Deadvlei is one of the main natural attractions in the Namibian National Park, Namib-Naukluft. In Afrikaans, Deadvlei means ‘the place where everything ends.’ Generally, it means, ‘dead swamp,’ and is typically referred to as Death Valley.
Deadvlei is a claypan. It was formed when the Tsauchab River flooded, which allowed camel thorn trees to grow. When the climate changed, the sand dunes of Sossusvlei started to encroach and blocked the river. The trees are now dead, but do not decompose due to the dry climate. It’s said that these trees are approximately 900 years old.
In Sossusvlei, roughly every 10 years – following exceptional rainfall, the Tsauchab river fills the clay pan with water, forming a temporary lake. The lake stays for a period of time because the water has to soak through many clay layers.
The area is a haven for photographers. Sossusvlei is home to the tallest sand dunes in the world, some of which reach 400 meters high. Photographers love the area because of the stark contrast between the orange dunes, white plains, and sunburnt, dead trees. Experiencing Deadvlei and Sossusvlei for at least 24 hours is truly a phenomenal experience.
Namibia has some of the clearest skies on the planet. Staying around for sunset, the starry sky, or sunrise photos are some of the most amazing experiences.
Not everything within the Deadvlei is dead. Plants that survive rely on the morning mist, and rare rainfall. Some of those plants include salsola, and Nara. Salsola shrubs are known for their resilience and salt tolerance and the Nara is an exotic melon that can only be found in Namibia.

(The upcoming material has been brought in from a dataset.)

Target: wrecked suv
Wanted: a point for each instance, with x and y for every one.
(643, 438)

Getting to Sossusvlei and Deadvlei can be tricky. The Namib Naukluft Park sits in the heart of the ancient Namib desert, and it’s the largest protected area in the country. The park was formed by joining together different regions in the area. Visitors can only visit a small portion of the region due to the harsh terrain. Make sure you choose your route wisely, or are prepared with a 4-wheel drive vehicle.